Fabrice Niyonkuru

Doktorand IDP Business and Human Rights

 

Fabrice Niyonkuru ist ein interdisziplinärer Forscher mit einem vielfältigen und internationalen akademischen Hintergrund, der durch renommierte Stipendien gefördert wurde. Bevor er sich dem internationalen Doktorandenprogramm „Business and Human Rights – Governance in a Complex World“ an der Friedrich-Alexander-Universität Erlangen-Nürnberg (FAU) anschloss, absolvierte er einen B.A. in Public Relations an der Université Catholique de Kabgayi in Ruanda im Rahmen des DAFI-Stipendiums, einen M.A. in Beschaffungs- und Lieferkettenmanagement an der Moshi Co-operative University in Tansania im Rahmen des EAC –KfW-Stipendiums sowie einen M.A. in Friedens- und Konfliktforschung an der Otto-von-Guericke-Universität Magdeburg in Deutschland im Rahmen des DAAD-Stipendiums „Leadership for Africa“.

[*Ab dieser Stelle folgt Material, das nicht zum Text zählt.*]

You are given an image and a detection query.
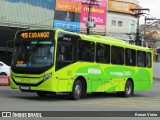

Sein Promotionsprojekt „Informalität und strukturelle Ausgrenzung in Kakao- und Kobalt-Lieferketten: Neugestaltung der Governance“ untersucht, wie transnationale Unternehmen über bestehende Governance-Mechanismen (rechtliche Rahmenbedingungen, CSR-Initiativen und Zertifizierungssysteme) mit informellen Akteuren im vorgelagerten Bereich interagieren und wie diese Interaktion die Rechenschaftspflicht, den Schutz sowie die Arbeits- und Umweltbedingungen auf der vorgelagerten Ebene bestimmt.

Zwar sind informelle Akteure im vorgelagerten Bereich (Kleinbauern, Kleinbergleute, Arbeitsvermittler, Zwischenhändler und informelle Genossenschaften) für die Produktion unverzichtbar und sichern die Kakao- und Kobalt-Wertschöpfungsketten, doch werden ihre Rollen und Beiträge im Rahmen der bestehenden Governance-Regelungen oft nicht offiziell anerkannt oder berücksichtigt. Infolgedessen ist die Transparenz begrenzt, die Rechenschaftspflicht geschwächt, und wesentliche Menschenrechts- und Umweltrisiken werden nach wie vor unzureichend angegangen.

Um dieses Problem anzugehen, kartiert die Studie die Rollen, Positionen und wirtschaftlichen Beiträge informeller Akteure im vorgelagerten Bereich der Wertschöpfungskette, analysiert, wie Unternehmen von deren struktureller Unsichtbarkeit profitieren, und schlägt Governance-Modelle vor, die die Verantwortung über die gesamte Kette hinweg, Inklusion und Gerechtigkeit fördern.

Sie verfolgt einen vergleichenden und multiskalaren Ansatz und stellt Kakao-Lieferketten in relativ stabilen Kontexten wie Ghana und der Elfenbeinküste – die von westlichen Unternehmen dominiert werden, die unter liberalen Rechenschaftsregimen operieren – den Kobalt-Lieferketten in der Demokratischen Republik Kongo gegenüber, wo die Produktion in fragilen Kontexten stattfindet und von chinesischen Unternehmen dominiert wird, die unter staatlich gelenkten Governance-Strukturen operieren. Durch diese vergleichende Perspektive zielt das Projekt darauf ab, übergeordnete Muster der Ausgrenzung zu identifizieren und fundierte politische Empfehlungen zu erarbeiten, die über die Wertschöpfungsketten von Kakao und Kobalt hinausgehen.

Fabrice ist am Lehrstuhl für Corporate Sustainability Management unter der Betreuung von Prof. Dr. Markus Beckmann.